What to skip: buying karma, mass-upvoting your own comments from alts, copy-pasting the same comment across subs. Reddit's anti-abuse systems are tuned for exactly those patterns, and the downside (sitewide suspension, IP-level flags) is much worse than the karma gate you're trying to dodge. If you're tempted by the buy Reddit upvotes route, read that piece first.

When the karma is fine and posts still disappear

A few non-karma reasons AutoMod will still eat your post, even at 500+ karma:

  • Link domain blocklist. Many subs auto-remove anything linking to YouTube, certain URL shorteners, or a list of known marketer domains. Your karma is irrelevant.
  • Title regex. Subs filter on phrases like "I built", "check out my", "feedback on". Same rule fires regardless of karma.
  • Account age, not karma. Already covered above, but worth repeating because people confuse the two.
  • Self-promotion ratio. Some subs enforce a 9:1 rule (nine non-promo contributions for every promo post) via AutoMod counting your post history. Karma doesn't help.

If you're scanning a lot of subs to find buyer-intent threads while your account is still warming, Bazzly watches keywords across subreddits so you can spend the karma-building week reading instead of refreshing. By the time the account clears the gates, you already know which threads are worth jumping into.

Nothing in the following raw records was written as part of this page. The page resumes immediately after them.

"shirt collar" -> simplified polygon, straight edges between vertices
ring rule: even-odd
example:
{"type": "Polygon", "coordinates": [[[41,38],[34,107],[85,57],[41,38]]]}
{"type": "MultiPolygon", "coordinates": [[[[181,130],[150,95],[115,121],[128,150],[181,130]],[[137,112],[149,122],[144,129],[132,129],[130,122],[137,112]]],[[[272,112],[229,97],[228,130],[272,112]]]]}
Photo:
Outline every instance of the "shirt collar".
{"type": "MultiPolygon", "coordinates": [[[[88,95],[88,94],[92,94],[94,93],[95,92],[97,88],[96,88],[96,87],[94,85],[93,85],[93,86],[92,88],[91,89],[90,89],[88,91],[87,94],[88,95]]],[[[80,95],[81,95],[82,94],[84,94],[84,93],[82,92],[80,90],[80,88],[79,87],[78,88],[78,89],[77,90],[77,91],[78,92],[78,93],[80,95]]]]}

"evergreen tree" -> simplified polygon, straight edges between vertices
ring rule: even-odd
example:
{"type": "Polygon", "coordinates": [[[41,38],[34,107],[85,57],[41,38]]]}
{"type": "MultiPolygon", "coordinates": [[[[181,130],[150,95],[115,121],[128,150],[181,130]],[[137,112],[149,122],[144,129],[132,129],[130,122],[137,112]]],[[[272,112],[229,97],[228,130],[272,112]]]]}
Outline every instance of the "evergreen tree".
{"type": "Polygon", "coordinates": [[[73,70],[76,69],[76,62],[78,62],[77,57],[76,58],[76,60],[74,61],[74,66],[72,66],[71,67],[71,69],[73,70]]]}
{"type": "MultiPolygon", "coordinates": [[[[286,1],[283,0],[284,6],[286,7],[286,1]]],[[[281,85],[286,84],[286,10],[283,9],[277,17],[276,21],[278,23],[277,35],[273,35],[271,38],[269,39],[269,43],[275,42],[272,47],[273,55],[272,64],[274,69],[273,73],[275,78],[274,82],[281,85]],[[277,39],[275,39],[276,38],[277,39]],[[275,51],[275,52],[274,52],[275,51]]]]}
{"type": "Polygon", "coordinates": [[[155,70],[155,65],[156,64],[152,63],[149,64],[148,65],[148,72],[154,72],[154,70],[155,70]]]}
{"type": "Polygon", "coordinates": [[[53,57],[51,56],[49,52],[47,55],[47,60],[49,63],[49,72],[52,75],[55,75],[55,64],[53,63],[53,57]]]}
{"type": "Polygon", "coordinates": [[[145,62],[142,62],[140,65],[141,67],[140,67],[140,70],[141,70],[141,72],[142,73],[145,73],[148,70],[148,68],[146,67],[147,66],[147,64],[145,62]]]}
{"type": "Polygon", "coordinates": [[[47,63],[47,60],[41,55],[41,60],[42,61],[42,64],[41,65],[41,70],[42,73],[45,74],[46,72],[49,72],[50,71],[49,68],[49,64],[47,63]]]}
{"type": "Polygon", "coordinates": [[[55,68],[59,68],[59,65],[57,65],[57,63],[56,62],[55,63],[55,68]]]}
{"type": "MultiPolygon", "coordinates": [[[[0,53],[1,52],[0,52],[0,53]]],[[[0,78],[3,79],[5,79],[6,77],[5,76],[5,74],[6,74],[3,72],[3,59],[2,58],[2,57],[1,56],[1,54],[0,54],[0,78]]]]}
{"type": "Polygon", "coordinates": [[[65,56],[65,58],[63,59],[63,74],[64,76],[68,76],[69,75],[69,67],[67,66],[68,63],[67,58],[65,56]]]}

Karma requirements aren't a punishment, they're a tax on attention. Pay it once with a week of real commenting, and most B2B subs open up. Try to skip it and you spend the next three months wondering why nothing you post sticks.

Frequently asked questions

What is the most common karma requirement on Reddit?
There is no global number, but the most frequently seen thresholds in subreddit AutoModerator configs are 1, 10, 50, and 100 combined karma. Larger or more spam-targeted subs (r/AskReddit, r/personalfinance, many B2B and SaaS subs) often sit at 50 to a few hundred. Some niche subs only require positive karma at all.
Does comment karma or post karma matter more?
It depends on the subreddit's AutoModerator rule. Some check `author.comment_karma`, some check `author.link_karma`, and many check the combined total. As a rule of thumb, build comment karma first: it's faster, less risky, and counts toward whichever check the sub runs.
Why doesn't the subreddit tell me the karma minimum?
Most mods deliberately hide thresholds so spammers can't farm exactly to the line. AutoModerator silently removes the post and, in many configs, sends no modmail. Users in r/NewToReddit complain about this constantly, but the silence is intentional anti-spam design.
How long does it take to clear a 50 or 100 karma gate?
From a cold account, commenting helpfully in a few active general subs (r/AskReddit, r/explainlikeimfive, hobby subs you actually care about) usually clears 50 combined karma in 3–7 days and 100 in 1–2 weeks. Posting one decent question in a busy sub can shortcut it.
Can I just buy karma or use an aged account?
You can, but Reddit's anti-abuse systems flag bought-karma patterns (sudden vote bursts, comment copy-paste, switching IPs) and shadowban or suspend the account. The legitimate version is warming the account yourself or using an aged account you've actually been posting from.
Will a karma gate cause a shadowban?
No. A karma gate just removes your post in that one subreddit. A shadowban is a sitewide action by Reddit admins (not mods) where your content is hidden from everyone but you. If your posts are missing in some subs but visible in others, it's almost always a karma gate, not a shadowban.